Bank Muamalat Malaysia Bhd chief economist Mohd Afzanizam Abdul Rashid told Bernama the ringgit’s strength was evident not only against the US dollar but also relative to other regional currencies, including the Singapore dollar.
“Perhaps there has been a reassessment by traders and investors of the Malaysian economy and the reforms implemented, particularly fiscal consolidation. If such momentum continues, the ringgit could revert to its long-term average of RM3.82 (versus US dollar), a level last seen in July 2005,” he said.

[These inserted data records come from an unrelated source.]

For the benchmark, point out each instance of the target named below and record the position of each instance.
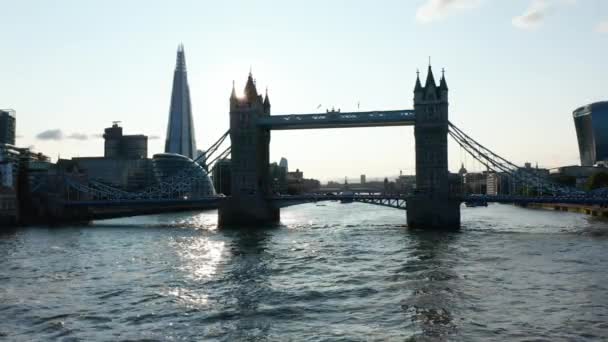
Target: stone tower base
(433, 213)
(248, 211)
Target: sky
(516, 70)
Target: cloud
(602, 27)
(51, 134)
(536, 13)
(533, 16)
(433, 10)
(78, 136)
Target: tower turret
(443, 87)
(266, 103)
(430, 87)
(251, 93)
(418, 90)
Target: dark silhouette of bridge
(433, 205)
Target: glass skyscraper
(7, 126)
(180, 130)
(591, 123)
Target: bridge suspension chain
(495, 162)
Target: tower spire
(251, 93)
(443, 84)
(233, 94)
(430, 79)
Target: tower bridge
(434, 205)
(250, 130)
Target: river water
(334, 272)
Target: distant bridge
(106, 209)
(333, 119)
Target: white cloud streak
(434, 10)
(602, 27)
(537, 11)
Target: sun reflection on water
(200, 256)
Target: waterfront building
(519, 187)
(122, 173)
(574, 175)
(119, 146)
(7, 126)
(180, 129)
(591, 123)
(21, 173)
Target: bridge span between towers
(335, 119)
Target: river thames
(333, 272)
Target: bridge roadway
(106, 209)
(403, 117)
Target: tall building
(283, 163)
(7, 126)
(180, 130)
(591, 123)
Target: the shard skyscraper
(180, 130)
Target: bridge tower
(250, 185)
(432, 206)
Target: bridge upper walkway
(333, 119)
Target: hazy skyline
(516, 71)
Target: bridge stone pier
(250, 202)
(432, 205)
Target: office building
(7, 126)
(180, 129)
(119, 146)
(591, 123)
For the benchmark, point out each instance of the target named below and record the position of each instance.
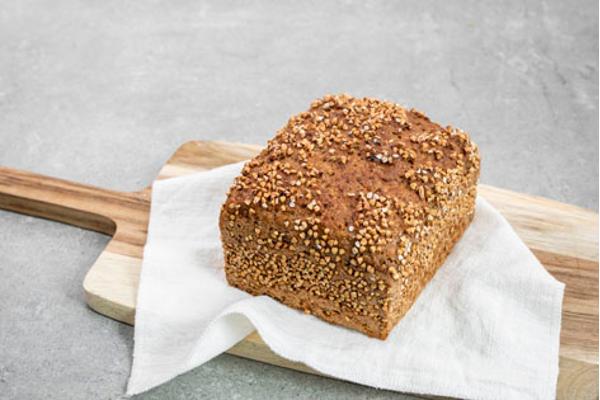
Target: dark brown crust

IPPFA Sdn Bhd director of investment strategy and country economist Mohd Sedek Jantan said the ringgit’s rise to around 4.04 reflects a genuine improvement in Malaysia’s macroeconomic and balance-of-payments fundamentals, rather than a temporary bout of US dollar weakness.

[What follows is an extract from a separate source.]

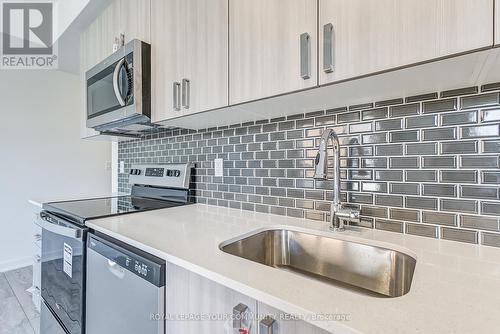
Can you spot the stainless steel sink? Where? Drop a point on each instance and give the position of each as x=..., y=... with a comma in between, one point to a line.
x=367, y=269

“The external account has structurally strengthened, with a widening goods surplus, normalising tourism receipts, and stabilising income outflows. Meanwhile, clearer fiscal consolidation pathways and credible medium-term revenue reforms have lowered Malaysia’s external financing risk premium, allowing the ringgit to strengthen even without aggressive domestic rate hikes,” he added.
Mohd Sedek cautioned that sustainability does not imply immunity. The ringgit’s ability to test the 4.00 level by year-end will largely depend on global financial conditions rather than domestic factors alone.
“A sharp rise in US Treasury yields, renewed equity market volatility, or stress in global credit markets could tighten liquidity and pressure emerging market currencies regardless of fundamentals.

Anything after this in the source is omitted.